Mukherjea told ET Now that October was “spectacular” for consumer-facing sectors, with autos, FMCG and durables showing clear improvement, while November remained steady. He expects Nifty earnings for Q3 to approach 10% growth, a big jump from the 1% seen in the September quarter.
Middle class needs urgent relief: More rate cuts + direct tax cuts
Mukherjea welcomed RBI’s signal of further rate cuts but argued that the middle class is still under intense pressure due to:- High debt levels
- A tight job market
- Slow consumption growth
He believes India needs another 100 bps in rate cuts along with fresh direct tax relief in the upcoming budget.
He suggests the government should throttle back ₹2 trillion in capex to fund a higher zero-tax income limit—lifting the current ₹12 lakh threshold to ₹15 lakh.
Capex slowdown may be necessary
With government capex already hitting the ₹10 trillion operational ceiling, Mukherjea says India must temporarily ease capex to stimulate consumption.“It’s a clear trade-off.

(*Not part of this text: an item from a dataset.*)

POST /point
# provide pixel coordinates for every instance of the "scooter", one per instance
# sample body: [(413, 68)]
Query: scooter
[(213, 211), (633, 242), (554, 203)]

We simply don’t have the capacity for capex beyond ₹10 trillion,” he noted.
Trent still a strong long-term bet despite valuation worries
Mukherjea remains bullish on Trent, one of Marcellus’ portfolio favourites, even after the stock fell 40–45% from peak levels.“If the government continues its supportive moves, Trent will be a key beneficiary,” he said.
Broader earnings set to improve if consumption holds up
Beyond Nifty companies, Mukherjea sees encouraging signs across the broader market:- BSE 500 / NSE 500 earnings were already up ~10% in September quarter
- Consumption-sensitive sectors will likely lift the entire earnings landscape
He expects a broad-based recovery in 2026 if policy support continues.